## Introduction

It takes sheer commitment and knowledge to build a predictive model in 3 hours.

The motive of this competition was to make people think, decide and implement multitude of ideas quickly. It’s the aha! factor which most companies seek in a data scientist. The ability of make justifiable and quick decisions can make any candidate stand out for a job.

More than 1200 participants from all over the world registered for this competition. Winners were chosen on the basis of RMSE score.

Since time was limited, we decided to provide a relatively simple data set. A time series problem was given. The data set had fewer variables. Therefore, participants got more time to focus on modeling techniques rather than data exploration.

This battle of intense coding and machine learning algorithms continued for 3 hours.
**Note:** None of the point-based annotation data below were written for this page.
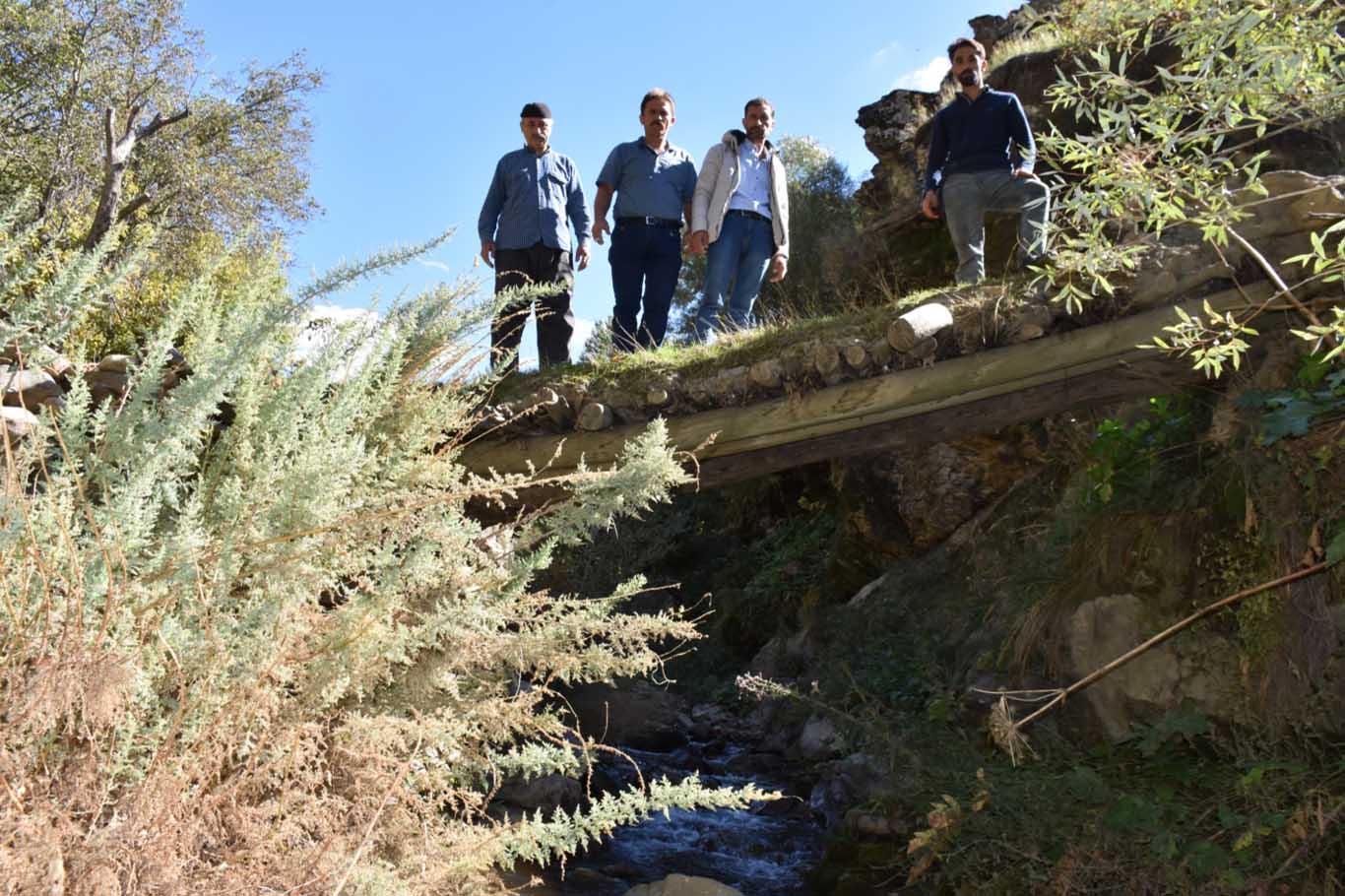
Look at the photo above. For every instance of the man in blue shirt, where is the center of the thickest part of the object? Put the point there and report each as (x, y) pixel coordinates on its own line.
(534, 197)
(654, 182)
(971, 164)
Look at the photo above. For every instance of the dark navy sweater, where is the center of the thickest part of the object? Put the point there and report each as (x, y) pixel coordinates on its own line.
(978, 136)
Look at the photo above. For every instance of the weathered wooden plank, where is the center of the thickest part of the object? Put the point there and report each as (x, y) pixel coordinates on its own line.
(1149, 377)
(861, 404)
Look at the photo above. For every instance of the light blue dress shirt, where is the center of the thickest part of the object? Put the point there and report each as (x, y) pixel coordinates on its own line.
(753, 193)
(647, 183)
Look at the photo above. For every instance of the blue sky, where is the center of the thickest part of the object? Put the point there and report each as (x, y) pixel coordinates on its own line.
(421, 98)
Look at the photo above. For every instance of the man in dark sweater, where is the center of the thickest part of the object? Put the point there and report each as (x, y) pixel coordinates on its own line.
(971, 165)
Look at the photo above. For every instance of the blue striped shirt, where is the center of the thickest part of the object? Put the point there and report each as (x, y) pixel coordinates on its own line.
(534, 199)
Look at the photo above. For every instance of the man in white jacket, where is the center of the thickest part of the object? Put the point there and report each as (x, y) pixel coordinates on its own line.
(739, 220)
Winners took the smartest way of all. Below are the top 3 winners:

- Surya Parameswaran, Data Scientist, Groupon
- Shailesh Mohanty, PGDBA Candidate (2015-17), IIM Calcutta
- Sudalai Rajkumar, Senior Data Scientist, Tiger Analytics (3rd Position)

Here is the final rankings of all participants: Leaderboard

For your learning purpose, below is the complete approach, solution and codes used by top 3 winners.

*Note: I would like to sincerely thank our winners for their immense cooperation and patience shown in sharing their competition experience.*

## Winning Approach and Solutions

### Rank 3 : Sudalai Rajkumar, Chennai, India

SRK says:

In this mini-hack, I followed a similar approach, I used in previous edition of mini hack (explained here. This time also, my best model was a weighted average of XGBoost model and Linear Regression. Yes, linear regression is an under-dog but powerful team player.

It was evident from the *date* variable that it contained a lot of information. So, I created new time based features:

- Day of the Month
- Month of the Year
- Day of the Week
- Day of the Year
- Ordinal Date

I used these features as input variables to the model. These two models (XGBoost and Regression) did a fairly good job in capturing the variation in sales and the increasing trend.

Then, I did data exploration, just to ensure that I don’t miss out on visible patterns in the data. Interestingly, when I created a scatterplot of sales, I saw that there were two points way higher than the rest of the sales (about 70x of the median value). When probed deeper, I found out the dates were 25th Dec 2007 and 24th Dec 2008. Also, being the last working day on both these years, I thought this higher sales could be due to:

- Christmas Sales
- Year end sales adjustment

After this information, when I re-checked my model output, I found that this pattern (higher sales during Christmas) didn’t get captured. So, I thought of creating a separate variable (a binary variable like Christmas flag) to capture this trend.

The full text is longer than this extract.